Я оказался абсолютно один в этом изумительном городе на берегу бесконечного зеленого моря, посреди промытой и прозрачной весны, которая наполняла мои легкие на каждом вдохе прохладной радостью. Мне только что исполнилось двадцать лет.
Хотелось сделать этот город своим, доказать ему, что я в нем не чужой глупый курортник, что я тоже имею на него право. И я знал, что мне есть что предъявить прекрасной и гордой Одессе.
Тот самый двор дома между Ришельевской и Полицейской я видел на двух фотографиях, которые жили в старом кожаном альбоме, с годами выученном наизусть. Должен был быть огромный платан на переднем плане и под ним стол из плотно пригнанных досок и простые лавки на врытых в землю круглых чурбаках. За столом люди, смеющиеся в объектив: женщины, мужчины, молодые все. Гитара у одного на коленях, кое-какие дети рядом, тарелки с чем-то, не разглядеть, на столе, кастрюлька, покрытая полотенцем, графин граненый, бутылки.

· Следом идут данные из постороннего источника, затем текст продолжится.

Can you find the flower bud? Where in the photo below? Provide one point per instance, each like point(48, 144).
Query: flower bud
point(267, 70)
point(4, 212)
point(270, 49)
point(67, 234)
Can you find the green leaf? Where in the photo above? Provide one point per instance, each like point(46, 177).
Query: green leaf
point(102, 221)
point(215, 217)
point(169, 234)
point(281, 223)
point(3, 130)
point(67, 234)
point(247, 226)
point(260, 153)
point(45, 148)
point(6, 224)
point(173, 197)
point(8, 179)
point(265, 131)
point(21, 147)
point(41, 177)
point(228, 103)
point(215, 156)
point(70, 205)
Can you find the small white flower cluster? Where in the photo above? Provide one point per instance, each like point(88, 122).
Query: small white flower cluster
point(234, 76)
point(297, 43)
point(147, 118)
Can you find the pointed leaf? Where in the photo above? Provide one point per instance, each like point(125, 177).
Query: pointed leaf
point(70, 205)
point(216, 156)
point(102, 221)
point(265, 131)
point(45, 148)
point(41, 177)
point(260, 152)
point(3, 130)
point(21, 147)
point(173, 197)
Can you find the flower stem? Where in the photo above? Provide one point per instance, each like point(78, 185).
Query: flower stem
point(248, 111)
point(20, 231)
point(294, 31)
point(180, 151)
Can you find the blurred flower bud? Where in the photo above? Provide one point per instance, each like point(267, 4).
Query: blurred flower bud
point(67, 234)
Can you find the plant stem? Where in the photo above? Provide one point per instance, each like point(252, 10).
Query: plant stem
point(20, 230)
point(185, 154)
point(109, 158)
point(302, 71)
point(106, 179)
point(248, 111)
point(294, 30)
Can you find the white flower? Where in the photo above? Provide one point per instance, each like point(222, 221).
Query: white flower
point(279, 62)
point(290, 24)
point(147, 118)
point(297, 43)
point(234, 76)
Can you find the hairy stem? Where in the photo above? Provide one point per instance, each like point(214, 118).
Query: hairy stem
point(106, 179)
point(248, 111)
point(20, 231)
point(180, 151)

В глубине должен был быть трехэтажный дом с оштукатуренными белыми стенами и множеством маленьких настежь распахнутых окошек. Два верхних этажа опоясаны широкими верандами с высокими перилами на редких фигурно выточенных деревянных столбиках, а по сторонам — две крутые железные лестницы вроде корабельных трапов.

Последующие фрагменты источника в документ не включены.